Previously, there had been no rigorous characterizations of FBR behaviors for semiconducting polymers. In order to provide a comprehensive understanding of the FBR-suppressing effects of our design, we carried out a series of systematic immunological assays. In brief, our two strategies were shown to downregulate pro-inflammatory biomarkers and upregulate anti-inflammatory ones, mitigating FBR by suppressing macrophage activation (Fig. 3). Furthermore, this study reveals the immunomodulatory potential of selenophene-based structures, highlighting a promising molecular design approach that leverages elements like selenide to construct conjugated units with intrinsic immune compatibility. The details can be found in our published paper.

We demonstrated that the immune-compatible semiconductor designs maintained excellent electrical performance in organic electrochemical transistor (OECT) devices. Notably, the incorporation of a selenophene backbone resulted in higher charge carrier mobility that reaches 1.2 cm²V^-1s^-1, and also higher transconductance, compared to the conventional thiophene-based counterpart, underscoring the potential of selenide-containing backbone engineering. We further evaluated the in vivo chronic performance of our materials by comparing the current retention of implanted OECT devices over a three-month period. Taking a step further, we fabricated soft OECT devices based on our semiconducting polymers and successfully demonstrated the chronic use for the recording of electrocardiography (ECG) and electromyogram (EMG) signals in live mice. After four weeks of implantation, the immune-compatible designs maintained significantly higher signal amplitudes, highlighting their promise for chronic bioelectronic applications (Fig. 4).

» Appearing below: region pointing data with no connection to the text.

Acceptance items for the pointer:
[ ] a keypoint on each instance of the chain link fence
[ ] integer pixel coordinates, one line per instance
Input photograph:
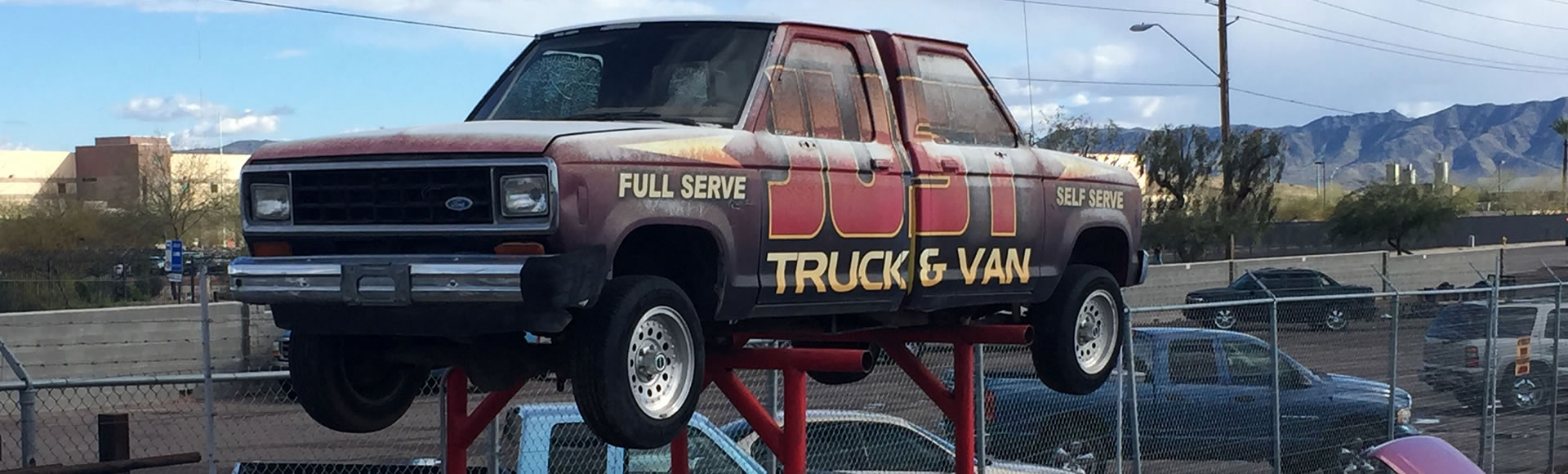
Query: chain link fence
(1244, 375)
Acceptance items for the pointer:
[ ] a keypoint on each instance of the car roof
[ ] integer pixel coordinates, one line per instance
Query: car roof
(770, 20)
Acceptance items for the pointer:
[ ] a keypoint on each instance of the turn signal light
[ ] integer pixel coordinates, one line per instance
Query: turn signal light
(519, 248)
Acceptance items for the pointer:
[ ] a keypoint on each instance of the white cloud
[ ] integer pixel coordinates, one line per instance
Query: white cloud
(286, 54)
(209, 119)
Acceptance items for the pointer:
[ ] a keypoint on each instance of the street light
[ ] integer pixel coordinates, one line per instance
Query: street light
(1225, 80)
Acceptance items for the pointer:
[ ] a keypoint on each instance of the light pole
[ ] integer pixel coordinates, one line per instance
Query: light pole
(1322, 182)
(1223, 74)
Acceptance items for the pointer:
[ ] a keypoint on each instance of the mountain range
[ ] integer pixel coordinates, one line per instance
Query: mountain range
(1476, 140)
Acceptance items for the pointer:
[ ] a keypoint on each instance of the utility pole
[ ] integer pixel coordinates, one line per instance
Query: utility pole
(1225, 78)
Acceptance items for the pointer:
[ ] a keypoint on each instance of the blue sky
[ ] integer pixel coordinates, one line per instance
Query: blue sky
(185, 68)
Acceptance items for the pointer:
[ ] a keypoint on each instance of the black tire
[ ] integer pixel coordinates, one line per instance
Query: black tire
(601, 349)
(1068, 438)
(1056, 332)
(841, 377)
(349, 385)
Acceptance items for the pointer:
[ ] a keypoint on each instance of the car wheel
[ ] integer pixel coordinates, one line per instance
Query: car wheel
(1336, 319)
(840, 377)
(637, 361)
(1225, 319)
(349, 385)
(1076, 445)
(1079, 333)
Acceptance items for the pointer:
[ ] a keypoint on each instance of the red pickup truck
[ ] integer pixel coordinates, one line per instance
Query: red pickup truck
(637, 190)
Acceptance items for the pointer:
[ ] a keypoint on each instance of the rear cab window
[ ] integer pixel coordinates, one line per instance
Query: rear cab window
(1463, 322)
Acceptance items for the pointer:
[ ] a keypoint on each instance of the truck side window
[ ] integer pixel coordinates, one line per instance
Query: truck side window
(1192, 361)
(574, 449)
(786, 109)
(959, 105)
(1250, 363)
(828, 78)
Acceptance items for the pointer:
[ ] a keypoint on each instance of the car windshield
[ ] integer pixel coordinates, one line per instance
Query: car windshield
(1460, 322)
(681, 73)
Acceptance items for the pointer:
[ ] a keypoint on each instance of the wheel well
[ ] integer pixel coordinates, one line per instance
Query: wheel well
(684, 255)
(1106, 248)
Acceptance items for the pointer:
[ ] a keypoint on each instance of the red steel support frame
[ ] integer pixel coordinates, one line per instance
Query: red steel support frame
(787, 441)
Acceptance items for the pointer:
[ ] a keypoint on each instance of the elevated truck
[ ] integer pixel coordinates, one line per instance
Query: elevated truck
(640, 190)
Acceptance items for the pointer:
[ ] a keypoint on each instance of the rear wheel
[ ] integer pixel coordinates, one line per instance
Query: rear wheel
(1079, 332)
(637, 361)
(349, 385)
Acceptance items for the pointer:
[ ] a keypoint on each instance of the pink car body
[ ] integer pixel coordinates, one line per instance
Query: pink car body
(1423, 455)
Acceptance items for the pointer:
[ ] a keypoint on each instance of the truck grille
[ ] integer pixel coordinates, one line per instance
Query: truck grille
(391, 197)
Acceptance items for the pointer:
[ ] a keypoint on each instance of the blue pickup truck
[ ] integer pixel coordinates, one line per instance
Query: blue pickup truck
(1203, 395)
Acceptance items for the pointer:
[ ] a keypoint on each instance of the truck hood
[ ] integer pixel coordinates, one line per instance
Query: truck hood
(479, 137)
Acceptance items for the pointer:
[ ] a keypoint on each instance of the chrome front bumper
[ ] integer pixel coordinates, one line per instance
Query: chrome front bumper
(378, 279)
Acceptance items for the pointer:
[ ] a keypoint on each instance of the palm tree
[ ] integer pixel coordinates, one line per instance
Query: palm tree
(1561, 126)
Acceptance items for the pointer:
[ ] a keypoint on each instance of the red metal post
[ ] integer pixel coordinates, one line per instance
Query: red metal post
(794, 421)
(463, 427)
(963, 414)
(679, 455)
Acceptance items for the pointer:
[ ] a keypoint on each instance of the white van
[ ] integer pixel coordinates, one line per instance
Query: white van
(1457, 344)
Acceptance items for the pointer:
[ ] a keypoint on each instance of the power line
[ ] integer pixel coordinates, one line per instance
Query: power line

We believe the versatility of these design principles for immune-compatible conjugated polymers would open up a broad platform for expanding into other functional categories, such as biochemical sensing, fluorescence imaging, and bio-stimulations. Integrating these strategies with low-modulus designs could further alleviate mechanical mismatch at the tissue interface. Beyond these immediate applications, conjugated polymers—owing to their chemically distinct structures—offer a unique opportunity for the systematic study of FBR. Insights gained from this study could drive the development of next-generation bioelectronic devices, paving the way for intrinsically immune-compatible, multifunctional and high-performing interfaces between electronics and biological tissue.

This work titled “Immune-compatible designs of semiconducting polymers for bioelectronics with suppressed foreign-body response” was published in the Nature Materials.